Expanding Experimentation at Walmart using W3C Trace Context and Baggage

Yanardy Sanchez
Walmart Global Tech Blog
6 min readDec 22, 2020

At Jet.com — which Walmart purchased in 2016 — we had an in-house built A/B testing solution, Phaser, which made use of a telemetry header that all services were required to propagate. Phaser injected experimentation metadata into the header and as a result all services enjoyed out-of-the-box experimentation for free.

At Walmart, the A/B testing system, Expo, doesn’t currently enjoy that same luxury and therefore primarily serves front-end services. To bring experimentation to a wider service audience at Walmart we’ll have to integrate Expo into a distributed tracing system in the same way Phaser was.

Rather than integrating into an existing tracing implementation at Walmart, we’re working with the Walmart telemetry team to implement one based off the W3C Trace Context and Baggage specs; which addresses the need for a standardized approach to propagating a trace and related information.

In this post you’ll learn about Trace Context, Baggage, and how we’re using them to move experimentation at Walmart forward.

Primer on Distributed Tracing

Before introducing the specs, I’d like to provide you with a brief overview of distributed tracing using an analogy — Dot-to-Dots, the web of numbered black dots you could find in the back of a cereal box, or in a kids activity book, that you would trace with a pencil. The black dots are services in your micro-service architecture, and the pencil trace is a unique request from start to finish. Distributed tracing gives you a clear picture of the overall services involved in a request flow and helps link together the information necessary to identify failures and bottlenecks.

Dot-to-Dots worksheet of a Lion cub via https://www.allkidsnetwork.com/

Tracing is implemented by passing data inside of tracing headers that later get pieced together to help create a visualization of the path taken by a particular request. Traditionally, such headers have been designed by tracing vendors, leading to a lack of inter-operability in systems deploying multiple tracing vendors. This is one of the problems Trace Context and Baggage address.

Trace Context Simplified

What it’s for: Trace Context is a proposal of two headers that get updated and propagated as a request makes its way from one service to another. The headers are used to analyze the path a request takes through a system.

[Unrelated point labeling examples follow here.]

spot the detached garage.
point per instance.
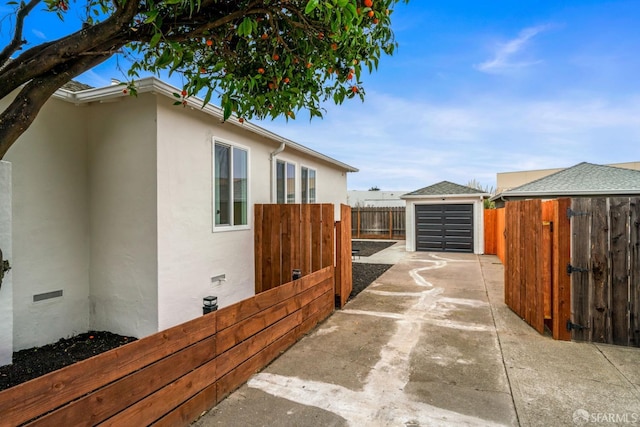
(445, 217)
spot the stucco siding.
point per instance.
(50, 226)
(123, 220)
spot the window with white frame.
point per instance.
(308, 185)
(230, 186)
(285, 182)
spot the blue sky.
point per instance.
(477, 88)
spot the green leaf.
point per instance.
(155, 40)
(311, 6)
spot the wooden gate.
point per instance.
(536, 249)
(303, 237)
(605, 270)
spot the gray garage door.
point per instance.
(444, 228)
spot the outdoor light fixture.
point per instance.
(209, 304)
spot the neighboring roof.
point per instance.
(445, 188)
(153, 85)
(75, 86)
(583, 179)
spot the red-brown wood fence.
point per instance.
(170, 378)
(537, 287)
(605, 274)
(494, 232)
(378, 223)
(301, 237)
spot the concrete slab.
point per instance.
(431, 343)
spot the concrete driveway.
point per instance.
(431, 343)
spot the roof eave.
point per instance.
(154, 85)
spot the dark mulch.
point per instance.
(34, 362)
(368, 248)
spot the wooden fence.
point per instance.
(170, 378)
(537, 240)
(605, 270)
(301, 237)
(378, 223)
(494, 232)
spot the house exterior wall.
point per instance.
(50, 226)
(6, 287)
(190, 251)
(357, 198)
(123, 216)
(478, 219)
(508, 180)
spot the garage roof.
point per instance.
(583, 179)
(445, 188)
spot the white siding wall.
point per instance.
(6, 288)
(189, 252)
(50, 226)
(478, 219)
(123, 226)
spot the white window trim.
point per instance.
(296, 176)
(313, 168)
(224, 228)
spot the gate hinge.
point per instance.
(571, 213)
(572, 269)
(574, 326)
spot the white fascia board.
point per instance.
(154, 85)
(548, 194)
(480, 196)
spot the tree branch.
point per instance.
(17, 41)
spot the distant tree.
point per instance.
(264, 58)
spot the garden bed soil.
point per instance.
(34, 362)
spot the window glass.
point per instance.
(308, 185)
(285, 182)
(222, 184)
(231, 172)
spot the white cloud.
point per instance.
(39, 34)
(505, 59)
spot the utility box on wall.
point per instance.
(6, 287)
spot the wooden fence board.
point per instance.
(561, 280)
(634, 279)
(258, 238)
(501, 234)
(95, 407)
(490, 231)
(328, 243)
(601, 326)
(156, 405)
(316, 237)
(619, 216)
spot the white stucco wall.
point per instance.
(478, 218)
(6, 288)
(50, 226)
(190, 253)
(123, 220)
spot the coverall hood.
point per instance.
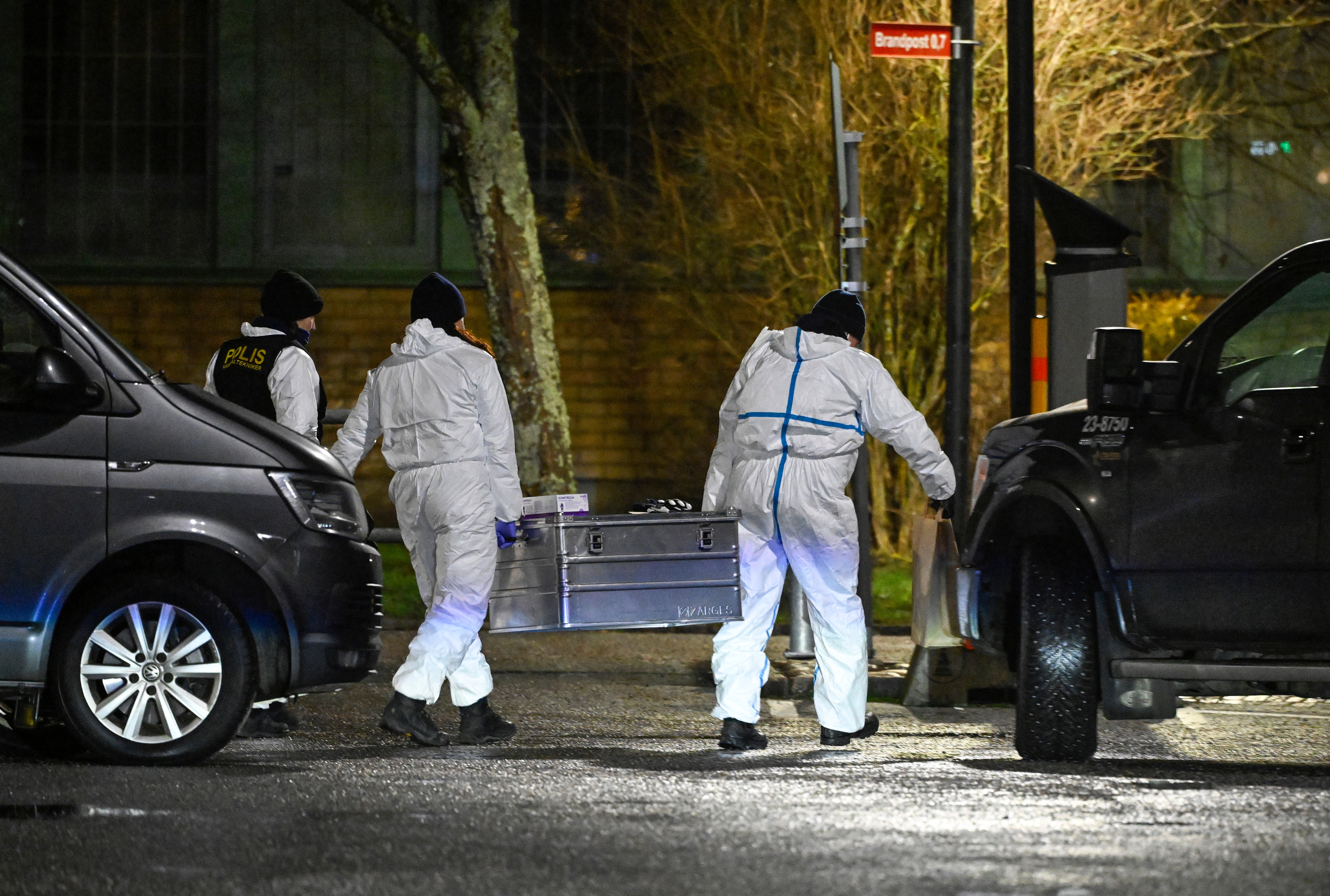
(811, 345)
(423, 338)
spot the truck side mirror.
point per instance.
(60, 381)
(1114, 369)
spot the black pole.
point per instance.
(850, 229)
(961, 139)
(1021, 193)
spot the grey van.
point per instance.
(167, 558)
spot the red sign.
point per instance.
(900, 40)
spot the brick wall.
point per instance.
(642, 381)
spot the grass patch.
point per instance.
(893, 587)
(401, 595)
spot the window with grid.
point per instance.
(115, 131)
(566, 71)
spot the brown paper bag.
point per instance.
(934, 624)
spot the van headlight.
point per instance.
(324, 504)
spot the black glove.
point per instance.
(660, 506)
(506, 532)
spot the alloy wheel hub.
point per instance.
(151, 673)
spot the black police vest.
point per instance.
(241, 370)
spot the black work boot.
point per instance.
(482, 725)
(408, 716)
(833, 738)
(741, 736)
(284, 714)
(259, 724)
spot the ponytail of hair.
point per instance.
(467, 337)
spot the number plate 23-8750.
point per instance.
(1097, 423)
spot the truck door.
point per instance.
(52, 486)
(1227, 498)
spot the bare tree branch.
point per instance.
(423, 58)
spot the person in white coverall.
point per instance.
(447, 435)
(269, 372)
(791, 433)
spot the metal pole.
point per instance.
(1021, 193)
(852, 280)
(801, 631)
(961, 138)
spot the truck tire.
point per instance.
(155, 671)
(1058, 697)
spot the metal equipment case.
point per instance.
(619, 572)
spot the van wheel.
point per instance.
(1058, 700)
(155, 671)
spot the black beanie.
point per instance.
(845, 310)
(438, 300)
(290, 297)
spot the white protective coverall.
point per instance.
(293, 382)
(447, 435)
(791, 431)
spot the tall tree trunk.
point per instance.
(486, 167)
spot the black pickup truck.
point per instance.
(1170, 534)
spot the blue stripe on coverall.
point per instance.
(785, 443)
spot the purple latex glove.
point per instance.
(507, 534)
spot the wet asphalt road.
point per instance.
(614, 786)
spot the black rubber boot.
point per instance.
(408, 716)
(260, 724)
(482, 725)
(833, 738)
(741, 736)
(284, 714)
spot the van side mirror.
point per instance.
(60, 381)
(1114, 369)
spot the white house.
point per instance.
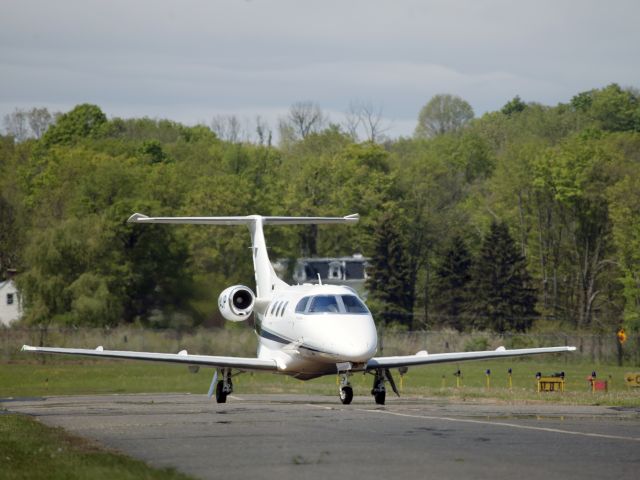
(10, 307)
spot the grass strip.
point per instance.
(30, 450)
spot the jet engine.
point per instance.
(236, 303)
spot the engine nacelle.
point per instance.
(236, 303)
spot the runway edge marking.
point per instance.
(504, 424)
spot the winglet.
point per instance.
(136, 217)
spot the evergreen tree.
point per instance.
(392, 274)
(452, 279)
(503, 299)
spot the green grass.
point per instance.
(30, 450)
(63, 377)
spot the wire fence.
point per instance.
(241, 341)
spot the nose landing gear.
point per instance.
(224, 387)
(346, 392)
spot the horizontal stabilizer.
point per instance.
(246, 220)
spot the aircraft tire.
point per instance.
(221, 396)
(346, 395)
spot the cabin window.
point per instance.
(352, 304)
(324, 304)
(302, 305)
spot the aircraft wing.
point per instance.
(424, 358)
(183, 357)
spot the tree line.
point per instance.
(526, 217)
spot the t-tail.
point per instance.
(267, 282)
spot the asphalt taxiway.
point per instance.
(296, 436)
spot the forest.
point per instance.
(526, 218)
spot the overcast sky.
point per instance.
(190, 60)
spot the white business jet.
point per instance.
(304, 331)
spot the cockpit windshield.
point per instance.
(323, 304)
(345, 304)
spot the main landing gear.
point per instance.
(225, 386)
(379, 390)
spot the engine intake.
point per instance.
(236, 303)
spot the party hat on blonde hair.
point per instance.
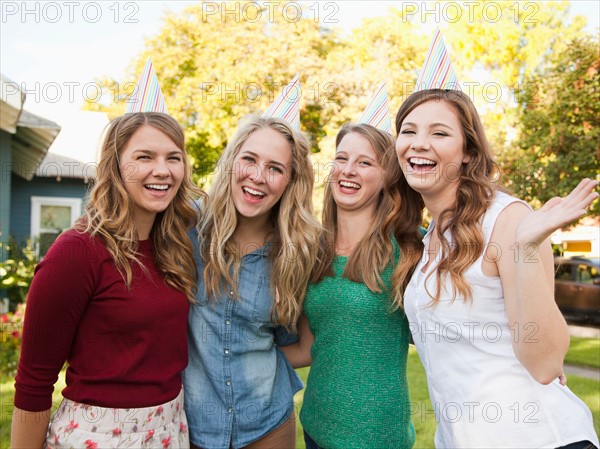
(287, 105)
(437, 71)
(377, 112)
(147, 96)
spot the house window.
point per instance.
(49, 217)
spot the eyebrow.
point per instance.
(433, 125)
(256, 156)
(361, 155)
(146, 151)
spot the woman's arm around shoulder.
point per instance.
(298, 354)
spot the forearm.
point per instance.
(28, 430)
(541, 336)
(298, 354)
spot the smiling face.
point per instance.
(262, 170)
(430, 148)
(357, 176)
(152, 169)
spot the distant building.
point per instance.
(44, 181)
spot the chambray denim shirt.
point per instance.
(238, 385)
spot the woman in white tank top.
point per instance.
(478, 290)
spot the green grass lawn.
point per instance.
(582, 351)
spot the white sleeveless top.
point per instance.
(481, 394)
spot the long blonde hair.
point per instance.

What it consists of: traceparent and tracestate:

  1. traceparent(required)

The traceparent header is the heart and soul of a trace. It contains four pieces of information: version, trace id, parent span id, and flags. Trace id and parent span id are important in helping identify the bottlenecks and failures mentioned above. Here’s an example of what traceparent looks like:

traceparent: 00-0af7651916cd43dd8448eb211c80319c-b7ad6b7169203331-01where:
version = 00
trace ID = 0af7651916cd43dd8448eb211c80319c
parent span ID = b7ad6b7169203331
flags = 01

The example shows an instance of the traceparent header as seen by a receiving service. Let’s call that service, Service B. Service B then makes a request to Service C by making updates to the traceparent header following the Trace Context spec by updating it with it’s own span id as the new parent span ID and leaving the trace-id intact. The header received by Service C could be:

traceparent: 00-0af7651916cd43dd8448eb211c80319c-149ad35ecefe7f0c-01where:
version = 00
trace ID = 0af7651916cd43dd8448eb211c80319c
parent span ID = 149ad35ecefe7f0c <- only change
flags = 01

Notice that the trace ID remained the same and only the parent span ID changed. The trace ID identifies the entire request and the parent span ID identifies the particular code in Service B making the outgoing request.

2. tracestate(optional)

The tracestate header is used for systems that support more than one tracing system (i.e. one system using Rojo and another Congo). tracestate is a place for them to pass along platform-specific information to allow these systems to correlate traceparent headers with the data collected by these platforms. Here’s an example of the header:

tracestate: rojo=00f067aa0ba902b7,congo=t61rcWkgMzE

Both Rojo and Congo are specifying information they’d like to have attached to the trace. This piece of information is used in their respective systems.

How Trace Context helps move experimentation forward: These two headers themselves don’t enable experimentation — that’s where the Baggage spec comes in — but they help promote a standard approach for tracing, making it easier to evangelize distributed tracing across the tech organization.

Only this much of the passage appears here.